O Propósito de Deus, sempre foi o de revelar-se ao homem, antes por meio da Lei e dos profetas, e ora por meio de seu Filho Jesus (Hb 1.1-3). Agora, a soberania quanto a quem revelar o Pai estava nas mãos de Jesus (“Todas as coisas me foram entregues por meu Pai. Ninguém conhece o Filho a não ser o Pai, e ninguém conhece o Pai a não ser o Filho e aqueles a quem o Filho quiser revelar.” Mt 11.27). E Jesus abriu o leque da graça mais uma vez. Ele disse, todos os que forem humildes para reconhecer seu cansaço, sua sobrecarga causada pelo pecado ou pelos percalços da vida, venham a mim. Esses próprios judeus aos quais Jesus falava, viviam sobrecarregados pelo jugo da Lei, do qual Pedro declarou: “nem nós nem nossos antepassados conseguimos suportar” At 15.10. É claro que Jesus não oferecia uma vida fácil, sem responsabilidades. Não! Jesus oferecia uma caminhada de retidão. Mas que não seria solitária. Seria sim, resultado de um relacionamento. Seria uma caminha a dois, e durante as trocas de passos, o peso seria aliviado pela compreensão da vida a partir dos olhos do próprio Jesus. Ter a visão de Jesus para caminhar faz toda a diferença. Se caminharmos com Jesus, mesmo quando passarmos pelo vale de trevas e morte, não precisamos ter medo algum, como disse Davi no Salmo 23. E passamos por trevas, por tempos sombrios de doenças, de perseguição, de incompreensão, de injustiça, de desonra e até de morte! Mas se nós estivermos com Ele, sua presença nos cobrirá sempre de esperança, porque Ele estará conosco. Quando a nossa relação com o Jesus das Escrituras Sagradas não é apenas nominal, nós sentiremos a dor quando ela nos abater, sentiremos a traição e a desonra quando delas formos vítimas, choraremos a morte quando ela nos sobrevier, mas nesses dias de sombras, seremos também mais humanos porque estaremos aprendendo com o Filho do Homem, que é a manifestação plena do sonho de Deus para a humanidade. Seremos mais maduros para entendermos que o que vemos não é tudo que há. Teremos a visão do eterno, que transcende as barreiras do aqui e do agora. Seremos, então, como disse o pastor Ed René Kivitz em Outra Espiritualidade, “mais capaz[es] de amar com a lucidez que escolhe as coisas mais excelentes e mais capaz[es] de enfrentar com dignidade toda e qualquer situação.”

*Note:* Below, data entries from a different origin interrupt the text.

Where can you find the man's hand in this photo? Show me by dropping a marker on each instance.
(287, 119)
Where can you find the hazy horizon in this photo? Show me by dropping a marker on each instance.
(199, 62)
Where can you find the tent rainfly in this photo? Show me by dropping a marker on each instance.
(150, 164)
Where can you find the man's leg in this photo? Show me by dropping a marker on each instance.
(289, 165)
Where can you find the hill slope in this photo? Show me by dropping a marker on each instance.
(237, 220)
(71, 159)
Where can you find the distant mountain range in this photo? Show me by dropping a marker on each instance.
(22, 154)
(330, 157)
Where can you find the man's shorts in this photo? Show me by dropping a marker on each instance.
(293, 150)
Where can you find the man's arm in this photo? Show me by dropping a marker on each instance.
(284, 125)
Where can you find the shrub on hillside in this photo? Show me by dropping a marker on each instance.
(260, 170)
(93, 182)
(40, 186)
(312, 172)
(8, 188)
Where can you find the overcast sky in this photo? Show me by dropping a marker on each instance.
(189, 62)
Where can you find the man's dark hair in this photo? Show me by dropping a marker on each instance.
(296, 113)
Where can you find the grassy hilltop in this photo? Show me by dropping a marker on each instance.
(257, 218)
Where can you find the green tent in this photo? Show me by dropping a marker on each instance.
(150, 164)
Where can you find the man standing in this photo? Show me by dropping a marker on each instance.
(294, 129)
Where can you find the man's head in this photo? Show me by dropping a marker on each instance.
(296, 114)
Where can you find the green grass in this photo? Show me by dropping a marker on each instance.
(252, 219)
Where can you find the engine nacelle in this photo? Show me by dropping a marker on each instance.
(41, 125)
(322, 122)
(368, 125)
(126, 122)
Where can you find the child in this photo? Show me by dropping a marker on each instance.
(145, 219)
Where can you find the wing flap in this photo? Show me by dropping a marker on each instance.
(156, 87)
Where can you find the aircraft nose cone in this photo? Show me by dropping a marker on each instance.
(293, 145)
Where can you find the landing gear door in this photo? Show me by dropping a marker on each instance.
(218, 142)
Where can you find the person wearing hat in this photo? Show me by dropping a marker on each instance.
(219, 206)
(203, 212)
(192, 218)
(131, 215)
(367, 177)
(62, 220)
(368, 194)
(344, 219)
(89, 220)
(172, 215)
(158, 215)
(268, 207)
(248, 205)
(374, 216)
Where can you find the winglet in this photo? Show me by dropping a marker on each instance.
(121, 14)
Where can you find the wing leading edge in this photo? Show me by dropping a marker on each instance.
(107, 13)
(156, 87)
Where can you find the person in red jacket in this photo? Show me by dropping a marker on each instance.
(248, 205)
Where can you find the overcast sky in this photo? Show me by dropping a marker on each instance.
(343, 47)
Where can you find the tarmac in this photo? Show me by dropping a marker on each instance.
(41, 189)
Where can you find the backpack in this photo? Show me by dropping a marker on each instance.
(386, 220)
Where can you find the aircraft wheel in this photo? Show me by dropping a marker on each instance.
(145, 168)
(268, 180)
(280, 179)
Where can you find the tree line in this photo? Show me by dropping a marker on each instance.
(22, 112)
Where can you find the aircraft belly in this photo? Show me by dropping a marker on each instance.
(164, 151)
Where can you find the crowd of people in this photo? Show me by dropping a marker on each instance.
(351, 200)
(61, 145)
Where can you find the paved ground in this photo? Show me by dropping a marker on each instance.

“Venham a mim, todos os que estão cansados e sobrecarregados, e eu lhes darei descanso. Tomem sobre vocês o meu jugo e aprendam de mim, pois sou manso e humilde de coração, e vocês encontrarão descanso para as suas almas. Pois o meu jugo é suave e o meu fardo é leve”. Mt 11.28-30

Que a graça de Jesus nos alveje com a fé e com a disposição necessária para nos arrependermos hoje, de escolhermos andar por conta própria nossa caminhada diária. Que aprendamos do Senhor, para sermos mansos e humildes perante as circunstâncias da vida. Que aceitemos o seu convite para a intimidade de um relacionamento que nos faça caminhar aqui com os olhos não apenas aqui, mas principalmente no além, de onde viemos e para onde voltaremos.

Porque o seu jugo é suave e seu fardo é leve, a ele a glória.